Countries are gearing up their infrastructure for digitalization, with significant investments from major economies aimed at modernizing their electricity grids. However, achieving the full potential of digitalization in driving the clean energy transition will require continued collaboration between policymakers and industries. This involves implementing standards, policies, and regulations that prioritize innovation and interoperability, while also addressing cybersecurity and data privacy concerns.
As per the International Energy Agency’s (IEA) Tracking Clean Energy Progress, investment in digital technologies for grids has grown by over 50% since 2015 and is projected to constitute 19% of total grid investment by 2023. Notably, there’s a rising focus on the distribution segment, which now accounts for over 75% of digital spending. Investment in electric vehicle charging infrastructure has also surged, doubling in 2022 compared to the previous year.

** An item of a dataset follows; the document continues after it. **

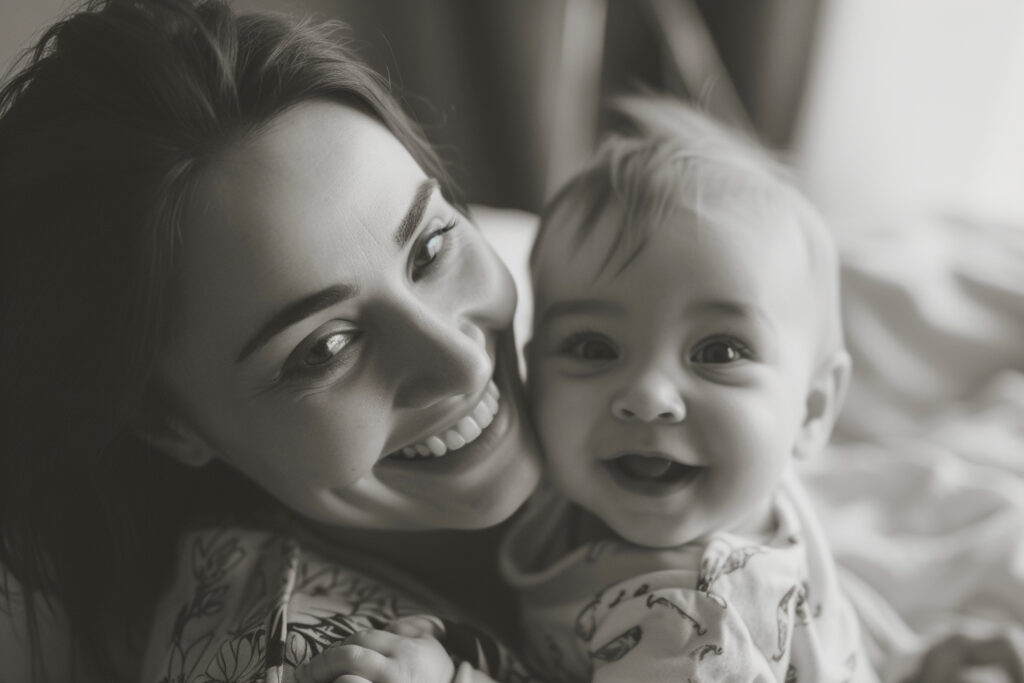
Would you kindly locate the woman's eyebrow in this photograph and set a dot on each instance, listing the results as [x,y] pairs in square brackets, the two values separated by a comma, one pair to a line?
[415,213]
[294,312]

Despite these advances, smart grid investments must more than double by 2030 to align with the ‘net zero emissions’ scenario, particularly in emerging markets and developing economies. The global count of smart power meters exceeded 1 billion in 2022, indicating a tenfold increase from 2010. However, for the first time in years, investment in these meters slightly decreased, reflecting near-complete deployment in many countries.
Likewise, the number of connected devices equipped with automation and sensors is expected to reach 13 billion in 2023, compared to under 1 billion a decade ago. This figure could surpass 25 billion by 2030. A similar pattern is seen in power grids, with approximately 320 million distribution sensors deployed globally.

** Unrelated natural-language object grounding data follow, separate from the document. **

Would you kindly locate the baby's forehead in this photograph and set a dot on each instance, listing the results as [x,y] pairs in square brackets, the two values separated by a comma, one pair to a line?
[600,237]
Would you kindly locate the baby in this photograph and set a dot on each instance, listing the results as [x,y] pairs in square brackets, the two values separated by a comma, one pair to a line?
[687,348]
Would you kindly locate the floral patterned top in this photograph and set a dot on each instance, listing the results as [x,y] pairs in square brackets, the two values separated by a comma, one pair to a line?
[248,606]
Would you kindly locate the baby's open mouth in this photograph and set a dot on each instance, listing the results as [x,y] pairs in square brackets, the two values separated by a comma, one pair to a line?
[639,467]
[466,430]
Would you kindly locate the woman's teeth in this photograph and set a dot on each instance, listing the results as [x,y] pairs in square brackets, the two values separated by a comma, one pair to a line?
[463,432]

Recent notable developments include the European Union’s action plan and the UK’s ‘digital spine’ feasibility study. The European Commission anticipates around €170 billion of a total €584 billion investment in the European electricity grid by 2030 will be allocated to digitalization. Other significant investments are observed in China, Japan, and India.

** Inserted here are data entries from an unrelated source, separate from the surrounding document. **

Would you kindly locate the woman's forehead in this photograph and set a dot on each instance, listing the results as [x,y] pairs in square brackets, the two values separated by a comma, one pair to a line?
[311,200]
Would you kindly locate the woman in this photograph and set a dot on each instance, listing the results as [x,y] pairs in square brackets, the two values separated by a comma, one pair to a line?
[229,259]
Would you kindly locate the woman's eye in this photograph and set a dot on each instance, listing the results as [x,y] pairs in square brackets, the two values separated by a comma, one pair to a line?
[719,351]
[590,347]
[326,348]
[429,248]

For future progress, the need for advancements in smart EV charging and harnessing flexibility from the growing EV fleet is important. While there are millions of public charging points worldwide, only a fraction possess smart charging capabilities. To meet ‘net zero’ goals, the inventory of flexible assets must increase tenfold by 2030, requiring leverage of all sources of flexibility.
Enabling digital technologies like smart meters and distributed monitoring devices is essential to fully unlock flexibility from connected devices. In addition to deploying these technologies, effectively utilizing existing data and digital assets is crucial to benefit both consumers and the energy system.